The third cause of plagiarism can be attributed to perceptions or how it is viewed upon. There are various conflicting views on it for varied reasons among the different stakeholders chief among them ambiguity or conflict in the way the students were educated on plagiarism (McShane & Von Glinow, 2005). There are two different perceptions, public perception and learner’s perception. Weiss and Bader (2003) suggest that public opinion is of mistrust and disinterest causing those who practice in the vice to consider a change having no effect as the public already distrusts them. Heberling (2002) also reports on the fact that cheating takes place more on the academic platform more than on ground according to public perception which is not the case. Leaner perception on the hand has been that most do not recognize the difference between what the instructors consider dishonest (Williams, 2001). There is the conflict whence the instructor hands out collaborative work projects and the learners submit work sometimes considered as plagiarized. There is also the understanding by students on the crime of plagiarism being victimless and thus engaging in it harms no one unless one is caught. This choice perception causes plagiarism to not be an ethical or moral issue but a matter of weighing the odds of being caught. It all amounts to the cost-benefit analysis of the said action and the risks therein, which in this case are the penalties of being caught. The crime is not however victimless for the credibility of the Alma mater comes into question due to the student’s cavalier attitude regarding matters of honesty.
- Research design
The nature of the data used is mainly from secondary data from the sources articulated in the literature review to form a theoretical framework.
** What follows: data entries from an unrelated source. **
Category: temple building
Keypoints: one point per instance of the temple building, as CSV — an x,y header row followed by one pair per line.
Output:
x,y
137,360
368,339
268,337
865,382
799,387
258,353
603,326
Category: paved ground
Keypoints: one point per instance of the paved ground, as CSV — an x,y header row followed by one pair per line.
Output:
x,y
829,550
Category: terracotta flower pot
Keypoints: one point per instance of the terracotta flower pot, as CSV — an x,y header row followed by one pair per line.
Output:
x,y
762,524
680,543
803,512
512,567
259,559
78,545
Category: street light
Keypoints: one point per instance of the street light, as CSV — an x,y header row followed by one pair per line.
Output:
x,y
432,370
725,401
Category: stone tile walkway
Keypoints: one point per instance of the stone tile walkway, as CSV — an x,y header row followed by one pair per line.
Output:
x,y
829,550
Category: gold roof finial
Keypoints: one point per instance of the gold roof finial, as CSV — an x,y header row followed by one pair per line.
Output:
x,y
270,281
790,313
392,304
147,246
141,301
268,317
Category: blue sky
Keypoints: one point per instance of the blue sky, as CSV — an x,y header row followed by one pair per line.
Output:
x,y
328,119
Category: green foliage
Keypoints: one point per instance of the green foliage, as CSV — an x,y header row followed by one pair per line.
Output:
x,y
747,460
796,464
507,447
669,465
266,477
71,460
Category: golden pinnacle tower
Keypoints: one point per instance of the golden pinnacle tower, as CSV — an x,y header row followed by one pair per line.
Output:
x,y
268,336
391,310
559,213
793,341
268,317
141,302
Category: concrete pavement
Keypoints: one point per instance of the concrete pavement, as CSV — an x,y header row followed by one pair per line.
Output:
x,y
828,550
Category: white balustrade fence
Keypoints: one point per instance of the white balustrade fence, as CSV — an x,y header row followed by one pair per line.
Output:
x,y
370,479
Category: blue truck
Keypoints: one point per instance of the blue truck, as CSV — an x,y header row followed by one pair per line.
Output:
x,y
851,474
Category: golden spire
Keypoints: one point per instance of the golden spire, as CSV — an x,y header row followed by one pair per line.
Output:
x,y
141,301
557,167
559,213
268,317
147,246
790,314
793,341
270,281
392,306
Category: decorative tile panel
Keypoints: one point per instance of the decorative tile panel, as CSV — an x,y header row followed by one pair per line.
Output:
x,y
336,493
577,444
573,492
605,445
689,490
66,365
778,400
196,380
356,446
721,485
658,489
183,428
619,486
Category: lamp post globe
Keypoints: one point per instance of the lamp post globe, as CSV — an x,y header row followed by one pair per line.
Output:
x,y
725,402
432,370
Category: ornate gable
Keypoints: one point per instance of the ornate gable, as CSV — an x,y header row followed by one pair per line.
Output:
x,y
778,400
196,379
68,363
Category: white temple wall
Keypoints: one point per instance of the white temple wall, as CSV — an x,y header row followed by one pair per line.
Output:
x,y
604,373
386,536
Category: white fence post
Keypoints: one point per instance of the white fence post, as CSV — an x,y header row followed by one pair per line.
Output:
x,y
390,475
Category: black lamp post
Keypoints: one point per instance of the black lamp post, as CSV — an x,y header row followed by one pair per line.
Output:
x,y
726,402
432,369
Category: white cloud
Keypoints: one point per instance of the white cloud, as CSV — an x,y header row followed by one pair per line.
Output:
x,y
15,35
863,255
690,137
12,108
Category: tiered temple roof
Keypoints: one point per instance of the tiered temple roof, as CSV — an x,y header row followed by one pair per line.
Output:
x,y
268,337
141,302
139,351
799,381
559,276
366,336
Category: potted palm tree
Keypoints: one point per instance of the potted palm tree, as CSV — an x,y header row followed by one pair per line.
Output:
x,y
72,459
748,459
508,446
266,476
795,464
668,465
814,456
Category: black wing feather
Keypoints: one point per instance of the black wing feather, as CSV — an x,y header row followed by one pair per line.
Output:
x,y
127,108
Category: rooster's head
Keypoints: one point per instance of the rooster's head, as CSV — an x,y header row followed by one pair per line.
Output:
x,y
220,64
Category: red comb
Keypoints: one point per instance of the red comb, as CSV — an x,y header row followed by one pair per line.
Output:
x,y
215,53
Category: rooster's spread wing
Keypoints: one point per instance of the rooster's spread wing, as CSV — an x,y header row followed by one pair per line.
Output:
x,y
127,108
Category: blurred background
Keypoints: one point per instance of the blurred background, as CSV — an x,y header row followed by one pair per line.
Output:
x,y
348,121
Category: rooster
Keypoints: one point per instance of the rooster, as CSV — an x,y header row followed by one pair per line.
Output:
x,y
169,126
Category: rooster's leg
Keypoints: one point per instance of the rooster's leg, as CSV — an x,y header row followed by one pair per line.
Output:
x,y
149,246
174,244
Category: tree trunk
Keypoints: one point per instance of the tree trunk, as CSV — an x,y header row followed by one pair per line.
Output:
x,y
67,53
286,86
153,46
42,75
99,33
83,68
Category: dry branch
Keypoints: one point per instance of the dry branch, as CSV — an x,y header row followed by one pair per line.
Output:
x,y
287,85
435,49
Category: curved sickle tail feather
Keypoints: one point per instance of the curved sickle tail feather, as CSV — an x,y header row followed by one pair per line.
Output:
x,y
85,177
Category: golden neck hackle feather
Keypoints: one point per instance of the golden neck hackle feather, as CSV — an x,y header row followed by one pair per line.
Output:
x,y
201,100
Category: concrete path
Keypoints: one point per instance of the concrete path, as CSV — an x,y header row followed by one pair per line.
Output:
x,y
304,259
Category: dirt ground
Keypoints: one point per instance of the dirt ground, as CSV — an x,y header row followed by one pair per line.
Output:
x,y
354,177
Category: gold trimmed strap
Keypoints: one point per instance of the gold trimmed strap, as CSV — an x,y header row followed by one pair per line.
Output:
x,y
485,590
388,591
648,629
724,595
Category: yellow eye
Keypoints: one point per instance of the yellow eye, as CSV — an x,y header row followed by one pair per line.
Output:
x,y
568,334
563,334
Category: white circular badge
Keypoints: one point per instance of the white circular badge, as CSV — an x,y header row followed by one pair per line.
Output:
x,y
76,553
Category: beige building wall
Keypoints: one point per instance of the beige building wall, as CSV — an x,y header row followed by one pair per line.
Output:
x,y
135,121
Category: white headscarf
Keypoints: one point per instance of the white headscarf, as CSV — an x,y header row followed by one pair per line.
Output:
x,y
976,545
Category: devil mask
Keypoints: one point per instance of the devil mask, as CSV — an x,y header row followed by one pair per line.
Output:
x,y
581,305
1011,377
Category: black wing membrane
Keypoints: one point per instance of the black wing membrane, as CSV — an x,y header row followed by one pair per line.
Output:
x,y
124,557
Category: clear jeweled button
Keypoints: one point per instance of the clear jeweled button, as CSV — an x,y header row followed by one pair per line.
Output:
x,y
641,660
This is by the application of data from sources with impeccable credentials. The reasons behind this are accessibility of this data and the time saving in this case. For accurate results, the sampling frame should be sufficiently large and this would require immense resources which may be lacking. Therefore secondary data was the most viable option with a series of interviews to verify the data. The feasibility of comparisons among the different texts for definitive conclusions would also only be feasible in the use of secondary data (Williams, 2001). The major deterrent of this design is in the data reliability verification. There is no definitive way to establish the data used as genuine.